Although global hepatitis B (HBV) rates are high, the United States does not experience chronic HBV at the same rate as the rest of the world. The inclusion of the hepatitis B vaccine in the U.S. infant immunization schedule, as well as cultural, population-based behaviors, has resulted in less than 0.5 percent of the U.S. population (approximately 2 million individuals) suffering from a chronic HBV infection. The population least vaccinated against an HBV infection are those over the age of 50, with less than 17 percent of these patients receiving all three recommended doses of the hepatitis B vaccine. Not only is this older population the least vaccinated of all other age populations, but those over the age of 55 are also at the highest risk of developing liver cancer. This highlights the importance of vaccinating against HBV: early protection mitigates debilitating chronic health issues later.

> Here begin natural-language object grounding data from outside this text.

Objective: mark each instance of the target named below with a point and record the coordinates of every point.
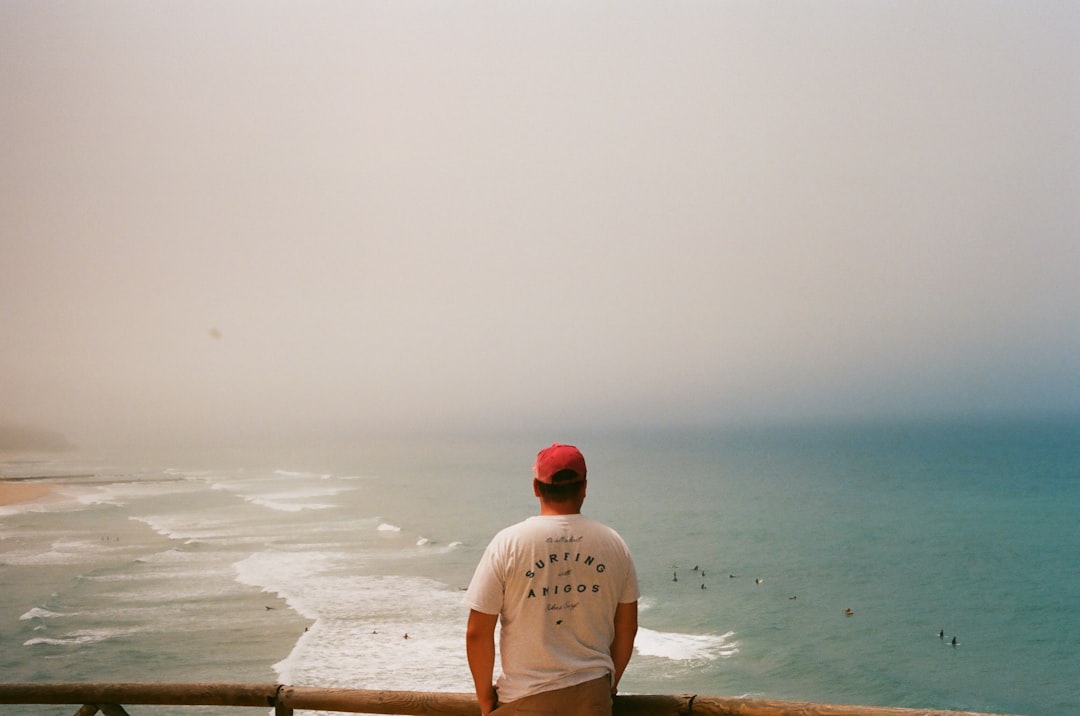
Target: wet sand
(11, 492)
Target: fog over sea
(811, 564)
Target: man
(564, 589)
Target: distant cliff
(31, 438)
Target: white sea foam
(685, 647)
(78, 637)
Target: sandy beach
(11, 492)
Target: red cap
(557, 458)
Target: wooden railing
(107, 699)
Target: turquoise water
(309, 566)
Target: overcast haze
(240, 220)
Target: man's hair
(565, 486)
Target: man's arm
(480, 648)
(622, 646)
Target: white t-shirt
(555, 581)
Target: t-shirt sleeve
(486, 589)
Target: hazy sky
(224, 218)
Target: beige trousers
(589, 699)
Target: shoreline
(13, 492)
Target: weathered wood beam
(287, 699)
(176, 694)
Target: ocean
(828, 564)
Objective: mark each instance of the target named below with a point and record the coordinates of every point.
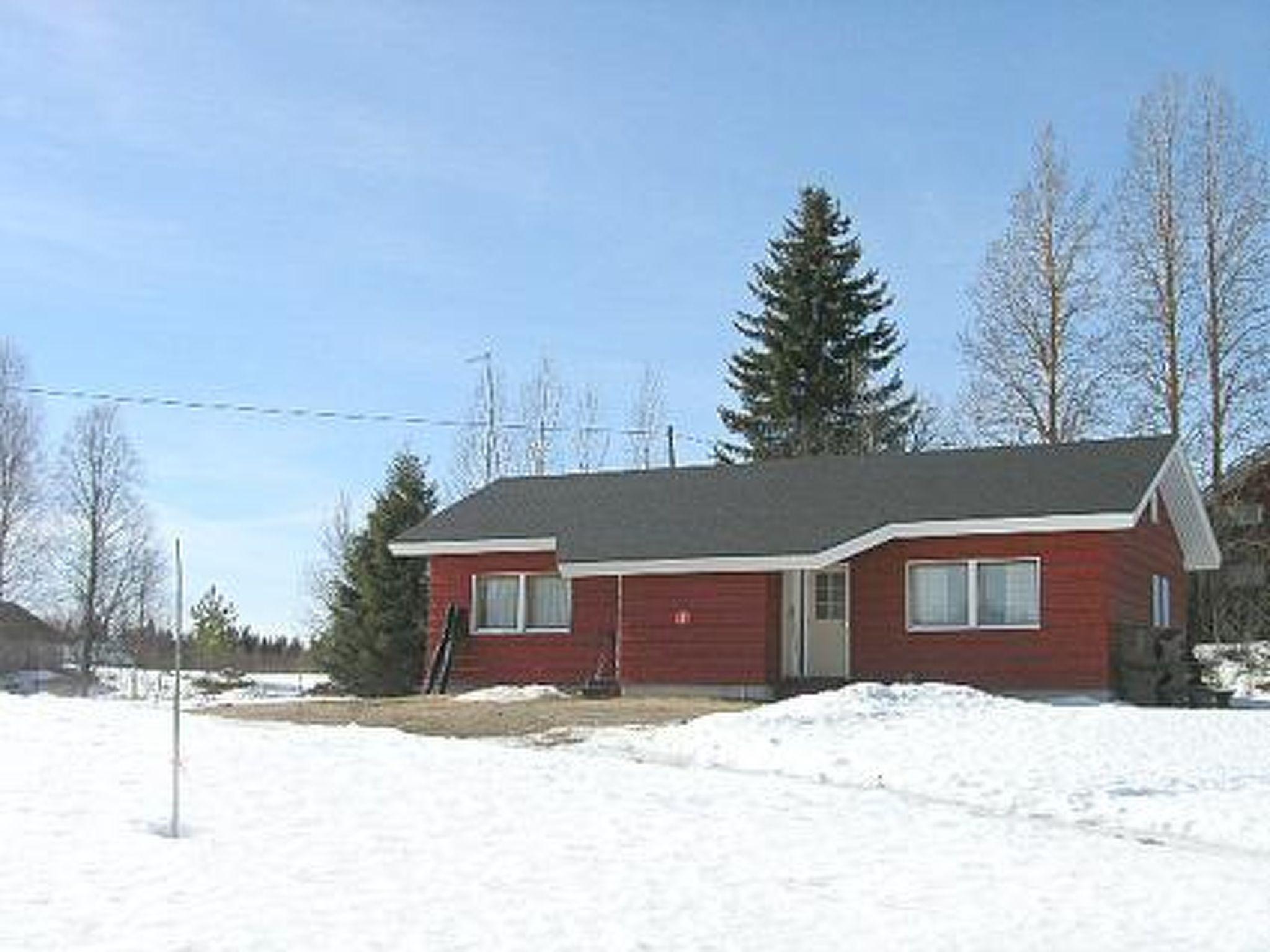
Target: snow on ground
(1196, 775)
(351, 838)
(512, 694)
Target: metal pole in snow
(175, 705)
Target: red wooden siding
(1070, 651)
(727, 631)
(563, 658)
(726, 628)
(1089, 582)
(1150, 549)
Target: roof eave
(422, 549)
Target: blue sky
(334, 205)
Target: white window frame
(972, 582)
(1161, 602)
(522, 604)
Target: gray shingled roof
(804, 506)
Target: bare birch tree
(1151, 235)
(19, 478)
(541, 403)
(1032, 347)
(110, 553)
(648, 421)
(1232, 192)
(590, 437)
(483, 447)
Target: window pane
(497, 598)
(1009, 593)
(548, 602)
(831, 597)
(938, 594)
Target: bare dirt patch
(551, 719)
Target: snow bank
(1196, 775)
(512, 694)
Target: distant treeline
(247, 653)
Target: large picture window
(938, 596)
(522, 602)
(546, 602)
(497, 602)
(1009, 593)
(974, 593)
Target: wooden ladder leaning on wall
(443, 655)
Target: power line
(333, 415)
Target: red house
(1002, 568)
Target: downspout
(802, 622)
(618, 639)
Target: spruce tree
(373, 638)
(817, 375)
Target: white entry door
(827, 625)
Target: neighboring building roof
(1245, 470)
(813, 511)
(17, 622)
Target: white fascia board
(794, 562)
(948, 528)
(683, 566)
(1186, 511)
(477, 546)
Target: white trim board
(796, 562)
(475, 546)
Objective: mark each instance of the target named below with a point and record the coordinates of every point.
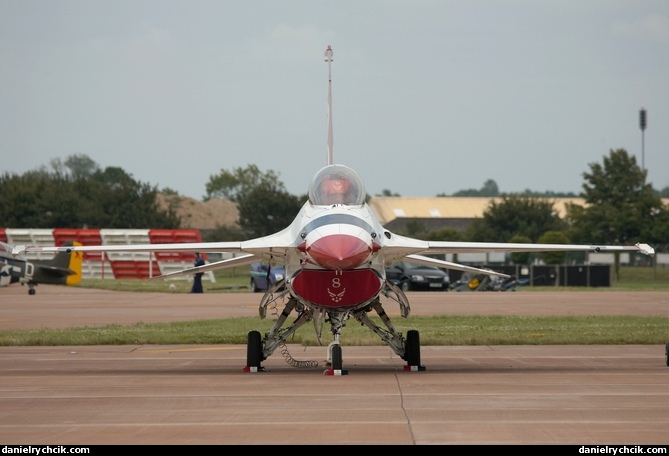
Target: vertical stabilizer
(75, 265)
(71, 263)
(329, 58)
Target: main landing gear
(259, 348)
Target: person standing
(197, 280)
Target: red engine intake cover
(337, 288)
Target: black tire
(253, 349)
(337, 359)
(412, 353)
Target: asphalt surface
(92, 395)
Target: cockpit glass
(336, 184)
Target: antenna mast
(329, 58)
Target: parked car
(414, 277)
(259, 276)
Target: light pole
(642, 125)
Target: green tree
(515, 215)
(621, 208)
(266, 209)
(236, 185)
(81, 165)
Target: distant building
(436, 213)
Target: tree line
(621, 207)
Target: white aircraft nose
(339, 251)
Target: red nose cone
(339, 251)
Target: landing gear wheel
(253, 352)
(336, 363)
(412, 353)
(337, 359)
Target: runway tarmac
(92, 395)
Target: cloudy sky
(429, 96)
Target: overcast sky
(429, 97)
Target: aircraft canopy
(336, 184)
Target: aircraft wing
(449, 265)
(398, 247)
(229, 263)
(508, 247)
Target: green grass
(439, 330)
(237, 280)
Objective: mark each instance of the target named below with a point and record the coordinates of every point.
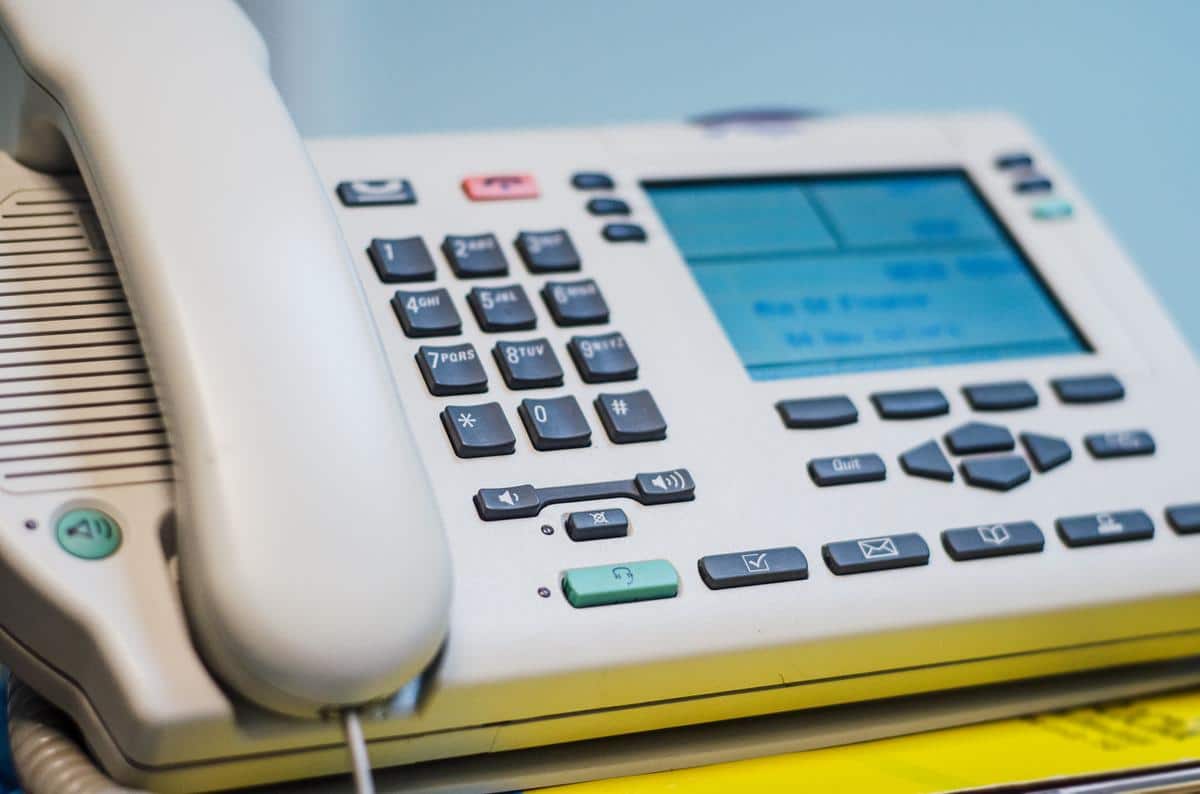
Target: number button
(426, 313)
(603, 359)
(474, 256)
(528, 365)
(633, 416)
(454, 370)
(575, 302)
(555, 423)
(502, 308)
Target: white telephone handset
(312, 560)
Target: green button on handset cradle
(88, 533)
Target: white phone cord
(357, 744)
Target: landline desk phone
(558, 434)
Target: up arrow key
(515, 501)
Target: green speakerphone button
(88, 533)
(621, 583)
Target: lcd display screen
(817, 275)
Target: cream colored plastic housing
(108, 639)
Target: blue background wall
(1110, 86)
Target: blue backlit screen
(820, 275)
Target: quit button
(621, 583)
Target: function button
(1051, 210)
(597, 524)
(1105, 528)
(1185, 519)
(515, 501)
(498, 187)
(1090, 389)
(1120, 445)
(876, 553)
(624, 233)
(603, 359)
(474, 256)
(88, 533)
(528, 365)
(631, 416)
(592, 181)
(1014, 161)
(664, 487)
(575, 302)
(817, 411)
(993, 540)
(426, 313)
(454, 370)
(555, 423)
(1045, 451)
(621, 583)
(401, 259)
(917, 403)
(478, 431)
(927, 461)
(502, 308)
(1002, 396)
(1033, 184)
(547, 252)
(367, 192)
(1000, 473)
(979, 437)
(760, 566)
(607, 206)
(847, 469)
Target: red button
(495, 187)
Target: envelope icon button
(877, 547)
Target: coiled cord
(45, 751)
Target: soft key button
(474, 256)
(876, 553)
(847, 469)
(917, 403)
(502, 308)
(597, 524)
(499, 187)
(528, 365)
(453, 370)
(547, 252)
(1120, 445)
(1105, 528)
(759, 566)
(575, 302)
(993, 540)
(817, 411)
(621, 583)
(603, 359)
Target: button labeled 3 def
(88, 533)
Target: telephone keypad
(478, 431)
(528, 365)
(401, 259)
(426, 313)
(474, 256)
(547, 252)
(1120, 445)
(555, 423)
(502, 308)
(575, 302)
(631, 416)
(451, 370)
(603, 359)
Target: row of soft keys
(640, 581)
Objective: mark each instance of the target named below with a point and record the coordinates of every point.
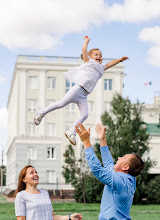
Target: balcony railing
(53, 59)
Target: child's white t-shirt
(86, 75)
(34, 206)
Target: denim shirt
(119, 187)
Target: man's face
(122, 164)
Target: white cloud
(152, 35)
(42, 24)
(3, 118)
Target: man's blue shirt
(119, 187)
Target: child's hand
(86, 38)
(83, 133)
(100, 129)
(124, 58)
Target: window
(32, 105)
(51, 82)
(50, 152)
(51, 129)
(69, 125)
(31, 153)
(90, 107)
(71, 110)
(51, 176)
(107, 106)
(50, 101)
(33, 82)
(69, 86)
(107, 84)
(32, 129)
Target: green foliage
(152, 191)
(126, 133)
(93, 190)
(4, 175)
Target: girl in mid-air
(85, 78)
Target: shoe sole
(70, 139)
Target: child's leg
(70, 97)
(83, 108)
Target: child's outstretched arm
(114, 62)
(84, 49)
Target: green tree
(152, 190)
(126, 133)
(4, 176)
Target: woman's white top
(34, 206)
(86, 75)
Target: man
(119, 179)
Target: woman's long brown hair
(21, 184)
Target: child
(85, 78)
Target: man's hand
(100, 129)
(84, 135)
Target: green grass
(89, 211)
(2, 198)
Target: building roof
(153, 129)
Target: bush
(152, 191)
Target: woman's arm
(84, 49)
(75, 216)
(21, 217)
(114, 62)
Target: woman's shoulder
(20, 195)
(43, 191)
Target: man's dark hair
(136, 165)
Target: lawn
(89, 211)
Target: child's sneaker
(38, 117)
(71, 137)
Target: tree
(126, 133)
(152, 190)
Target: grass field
(89, 211)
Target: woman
(32, 203)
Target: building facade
(39, 81)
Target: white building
(38, 81)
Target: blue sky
(57, 28)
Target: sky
(57, 28)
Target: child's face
(97, 56)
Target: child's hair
(90, 52)
(21, 184)
(136, 165)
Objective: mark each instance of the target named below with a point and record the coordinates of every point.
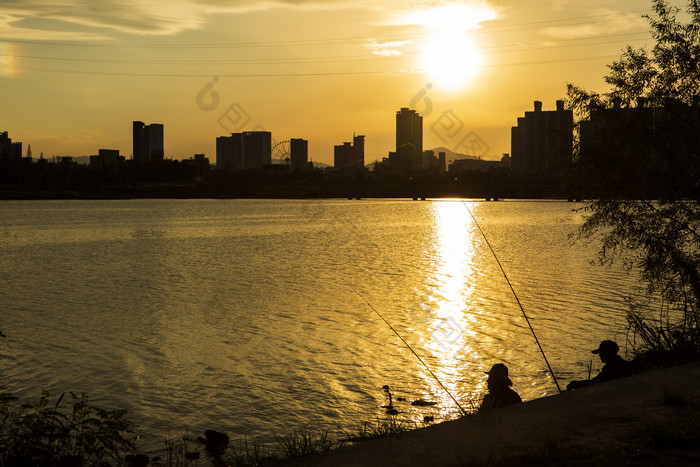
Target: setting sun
(451, 59)
(450, 55)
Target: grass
(380, 428)
(72, 431)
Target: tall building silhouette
(148, 142)
(542, 142)
(350, 157)
(257, 149)
(298, 154)
(229, 152)
(409, 140)
(8, 149)
(250, 150)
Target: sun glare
(452, 59)
(451, 56)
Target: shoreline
(628, 416)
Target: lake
(255, 317)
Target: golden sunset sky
(74, 74)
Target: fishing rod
(527, 320)
(411, 349)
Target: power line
(323, 59)
(279, 75)
(332, 41)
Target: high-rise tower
(409, 139)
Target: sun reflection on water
(452, 327)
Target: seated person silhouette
(615, 367)
(500, 394)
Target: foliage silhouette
(636, 143)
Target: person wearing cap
(615, 366)
(500, 394)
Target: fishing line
(409, 348)
(483, 234)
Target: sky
(74, 74)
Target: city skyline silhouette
(71, 84)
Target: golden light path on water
(451, 328)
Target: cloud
(167, 17)
(608, 20)
(386, 49)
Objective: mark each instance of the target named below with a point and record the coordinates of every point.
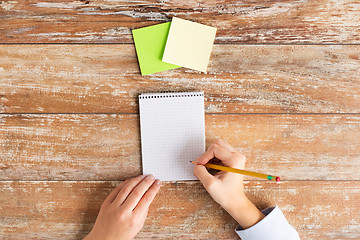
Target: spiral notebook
(172, 129)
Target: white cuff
(273, 226)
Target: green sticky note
(150, 44)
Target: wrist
(245, 213)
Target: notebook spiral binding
(170, 95)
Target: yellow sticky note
(189, 44)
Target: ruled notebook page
(172, 129)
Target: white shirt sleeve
(273, 226)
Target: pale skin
(123, 213)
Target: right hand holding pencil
(227, 188)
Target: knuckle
(137, 192)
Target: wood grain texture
(108, 21)
(107, 147)
(240, 79)
(182, 210)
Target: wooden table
(282, 86)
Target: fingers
(148, 197)
(138, 192)
(218, 151)
(126, 189)
(203, 175)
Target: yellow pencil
(240, 171)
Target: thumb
(203, 175)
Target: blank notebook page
(172, 129)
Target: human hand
(227, 188)
(123, 213)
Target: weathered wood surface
(240, 79)
(182, 210)
(107, 147)
(108, 21)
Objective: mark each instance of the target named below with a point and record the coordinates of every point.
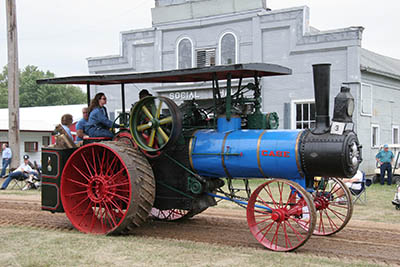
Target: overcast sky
(58, 35)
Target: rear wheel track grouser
(107, 188)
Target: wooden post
(13, 83)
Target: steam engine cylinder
(246, 153)
(290, 154)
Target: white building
(192, 33)
(36, 126)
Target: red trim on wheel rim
(96, 189)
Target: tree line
(33, 95)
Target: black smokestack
(322, 80)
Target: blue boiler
(246, 153)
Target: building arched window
(185, 54)
(228, 53)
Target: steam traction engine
(173, 162)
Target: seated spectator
(99, 124)
(66, 121)
(82, 124)
(23, 170)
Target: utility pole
(13, 82)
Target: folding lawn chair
(18, 183)
(361, 194)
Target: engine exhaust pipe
(322, 79)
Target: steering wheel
(124, 116)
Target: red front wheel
(103, 189)
(333, 204)
(281, 215)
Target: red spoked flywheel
(98, 189)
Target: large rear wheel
(107, 188)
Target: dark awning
(176, 76)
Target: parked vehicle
(174, 162)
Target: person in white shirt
(23, 170)
(6, 154)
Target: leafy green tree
(32, 94)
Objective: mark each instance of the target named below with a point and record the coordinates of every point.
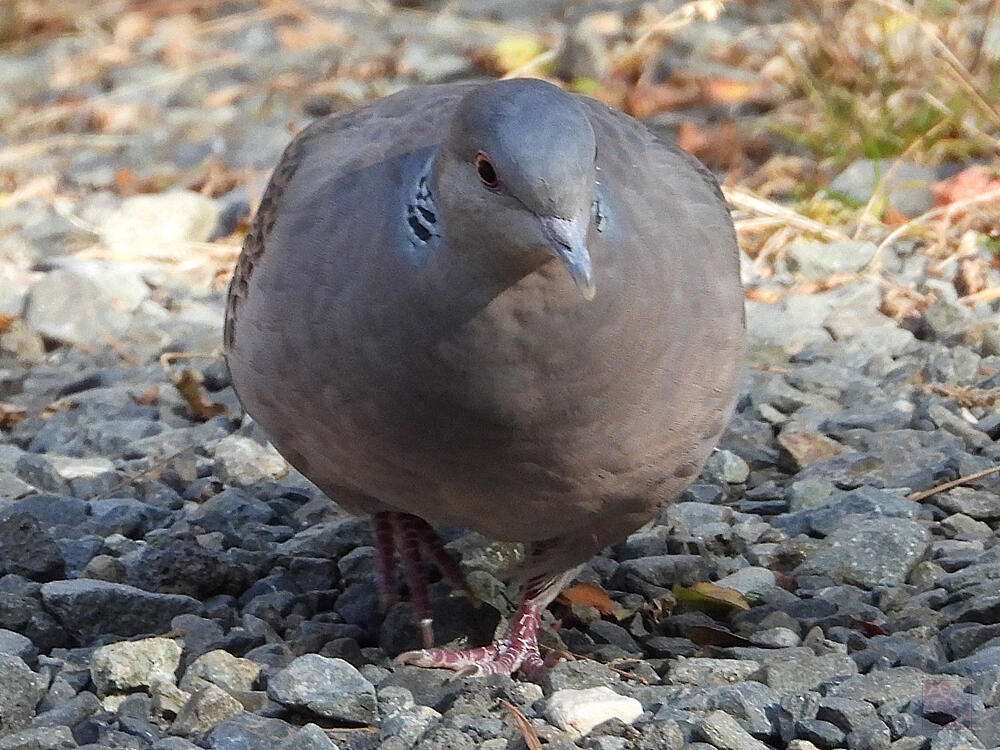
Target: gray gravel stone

The United States’ current approach to managing liver cancer incidence – through liver disease prevention – is a mixed bag. While early actions to increase infant vaccinations, encourage healthier drinking patterns, and reduce population-level weight gain have had a positive preventive effect on this long-term forecast, growing trends in vaccine nonadherence, increased binge drinking, and reductions in healthy BMI may negate this effect. To further lessen forecasted liver cancer cases, the United States should improve hepatitis education and awareness to strengthen national vaccine adherence, encourage providers to screen for excessive alcohol consumption during checkups – currently only one in six providers does so – and consider policies that could decrease population-level obesity rates. These could include efforts to avoid subsidizing junk food consumption, encourage healthy lifestyles, and improve nutrition guidelines. Taken together, these actions could reduce future liver cancer deaths in the United States.